CoinDesk reported that bitcoin recovered to about $61,600 on July 3 after touching roughly $57,750 earlier in the week. The same report said Ether had risen for a third straight day, with 24-hour crypto futures liquidations totaling about $417 million and Ether accounting for roughly $160.8 million of that. Solana was also one of the leaders among majors, up more than 17% on the week in CoinDesk’s market snapshot.

The ETF tape improved, but only from a weak base. CoinDesk said U.S.-listed spot Bitcoin ETFs took in $221.7 million on Thursday, the strongest daily inflow in two months and the end of a 10-day outflow streak. Fidelity’s FBTC led with nearly $166 million, while BlackRock’s IBIT still saw an outflow.

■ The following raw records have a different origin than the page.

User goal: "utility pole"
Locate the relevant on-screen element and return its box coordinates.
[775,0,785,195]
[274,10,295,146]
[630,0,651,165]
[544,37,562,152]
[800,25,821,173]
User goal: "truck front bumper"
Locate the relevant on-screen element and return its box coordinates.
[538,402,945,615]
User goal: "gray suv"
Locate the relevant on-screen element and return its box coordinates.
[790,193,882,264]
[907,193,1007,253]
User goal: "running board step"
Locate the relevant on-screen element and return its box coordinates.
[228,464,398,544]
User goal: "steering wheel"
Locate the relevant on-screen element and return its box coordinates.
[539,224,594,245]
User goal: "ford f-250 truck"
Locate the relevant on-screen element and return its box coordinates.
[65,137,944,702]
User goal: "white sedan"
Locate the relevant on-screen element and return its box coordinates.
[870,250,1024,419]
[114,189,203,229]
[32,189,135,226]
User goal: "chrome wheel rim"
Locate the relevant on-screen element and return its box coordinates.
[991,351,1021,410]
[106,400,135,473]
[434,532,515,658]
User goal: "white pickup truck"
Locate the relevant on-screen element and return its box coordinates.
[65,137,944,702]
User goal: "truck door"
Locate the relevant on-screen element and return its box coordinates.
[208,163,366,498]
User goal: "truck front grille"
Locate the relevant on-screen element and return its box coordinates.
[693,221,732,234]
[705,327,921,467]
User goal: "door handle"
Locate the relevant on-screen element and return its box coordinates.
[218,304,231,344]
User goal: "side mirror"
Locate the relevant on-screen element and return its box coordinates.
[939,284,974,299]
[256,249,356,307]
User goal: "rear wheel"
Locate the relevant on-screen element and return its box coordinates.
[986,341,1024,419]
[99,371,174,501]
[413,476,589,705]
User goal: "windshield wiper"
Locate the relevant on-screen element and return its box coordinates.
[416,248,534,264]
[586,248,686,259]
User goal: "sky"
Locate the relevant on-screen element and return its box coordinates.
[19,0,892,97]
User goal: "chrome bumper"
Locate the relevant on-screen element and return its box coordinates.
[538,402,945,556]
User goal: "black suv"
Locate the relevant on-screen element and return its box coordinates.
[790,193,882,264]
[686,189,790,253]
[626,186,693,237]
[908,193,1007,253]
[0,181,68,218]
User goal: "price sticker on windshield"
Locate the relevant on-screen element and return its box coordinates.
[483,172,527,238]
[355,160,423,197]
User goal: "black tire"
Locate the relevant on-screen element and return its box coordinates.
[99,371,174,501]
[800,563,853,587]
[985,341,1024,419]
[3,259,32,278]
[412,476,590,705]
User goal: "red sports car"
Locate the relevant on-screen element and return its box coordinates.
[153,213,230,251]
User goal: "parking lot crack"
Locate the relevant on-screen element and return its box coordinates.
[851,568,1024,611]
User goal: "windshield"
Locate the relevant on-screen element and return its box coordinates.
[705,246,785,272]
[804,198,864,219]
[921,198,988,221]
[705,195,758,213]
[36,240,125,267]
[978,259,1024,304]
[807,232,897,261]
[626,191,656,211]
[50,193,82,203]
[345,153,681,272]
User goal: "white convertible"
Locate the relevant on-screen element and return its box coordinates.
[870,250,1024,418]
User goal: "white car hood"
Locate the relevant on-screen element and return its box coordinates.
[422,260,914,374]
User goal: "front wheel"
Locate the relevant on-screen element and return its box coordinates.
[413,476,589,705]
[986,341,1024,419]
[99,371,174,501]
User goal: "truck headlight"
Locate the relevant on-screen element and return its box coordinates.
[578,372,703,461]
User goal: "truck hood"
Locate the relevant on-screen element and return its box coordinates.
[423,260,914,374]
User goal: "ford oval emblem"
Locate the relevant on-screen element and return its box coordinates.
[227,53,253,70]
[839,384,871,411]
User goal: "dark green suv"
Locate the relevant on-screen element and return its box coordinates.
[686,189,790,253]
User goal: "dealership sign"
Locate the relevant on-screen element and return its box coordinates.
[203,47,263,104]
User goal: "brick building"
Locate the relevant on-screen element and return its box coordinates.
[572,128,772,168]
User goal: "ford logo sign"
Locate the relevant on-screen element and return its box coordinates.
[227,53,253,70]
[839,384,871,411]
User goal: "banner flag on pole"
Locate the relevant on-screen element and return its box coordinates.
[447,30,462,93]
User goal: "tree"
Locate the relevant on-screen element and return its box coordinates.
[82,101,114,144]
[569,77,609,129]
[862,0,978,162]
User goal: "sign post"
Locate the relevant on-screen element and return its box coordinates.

That is why the flow signal is useful but not decisive: one positive day does not erase the prior $2.73 billion outflow run or the roughly $5.4 billion year-to-date net outflow noted in the report.
The options market is even more skeptical. CoinDesk’s Daybook said BTC and ETH puts on Deribit were still trading at a premium to calls, with bitcoin’s one-week 25-delta put-call skew around 16%. That is lower than the roughly 25% seen 10 days earlier, but it still says traders are paying for downside insurance. A large BTC call-condor flow around the July 17 expiry also pointed more toward a $66,000-$68,000 range trade than a full-blooded breakout thesis.
The cross-market link is the AI trade. AP reported that after the Dow set another record, Asia and Europe were mixed while U.S. markets were shut for the Independence Day holiday. South Korea’s KOSPI rebounded 5.8% after a near-8% drop, Samsung Electronics rose 8.2%, SK Hynix jumped 10.9%, and Japan’s Nikkei 225 advanced 1.5% with Kioxia up 9.2%. At the same time, the prior U.S. session had a Dow record while the Nasdaq fell as some chip and AI names remained under pressure.
My view: this is a relief rally with better internals than last week’s panic, but it is still not a clean trend reversal. The bullish case is that softer U.S. labor data lowered rate-hike risk, ETFs finally stopped bleeding for a day, and ETH/SOL funding shows traders are willing to re-lever. The caution case is that options skew, thin holiday liquidity and unstable semiconductor leadership all argue against treating one rebound as a new bull phase.
For traders, the watch list is tight: BTC above the mid-$60,000s without a new ETF outflow wave, ETH/BTC reclaiming its 100-day average, SOL holding its weekly breakout, Nasdaq 100 futures stabilizing after the chip wobble, and Korean/Japanese semiconductor shares avoiding another air pocket. If those signals line up, crypto beta can extend. If not, the market may discover that short-covering is fuel, not a foundation.
Sources
CoinDesk: Crypto bulls on firmer footing as U.S. rate-hike risk recedes
CoinDesk Daybook: Bitcoin and Ether traders are not fully buying the bounce
CoinDesk: Bitcoin ETFs see $221.7 million inflow
Associated Press: World shares mixed after Dow record and AI-stock volatility
Risk notice: This article is market commentary only, not personal investment advice. Crypto perpetuals, options, leveraged tokens, stock-index futures and semiconductor shares can move sharply when liquidity is thin and positioning is crowded.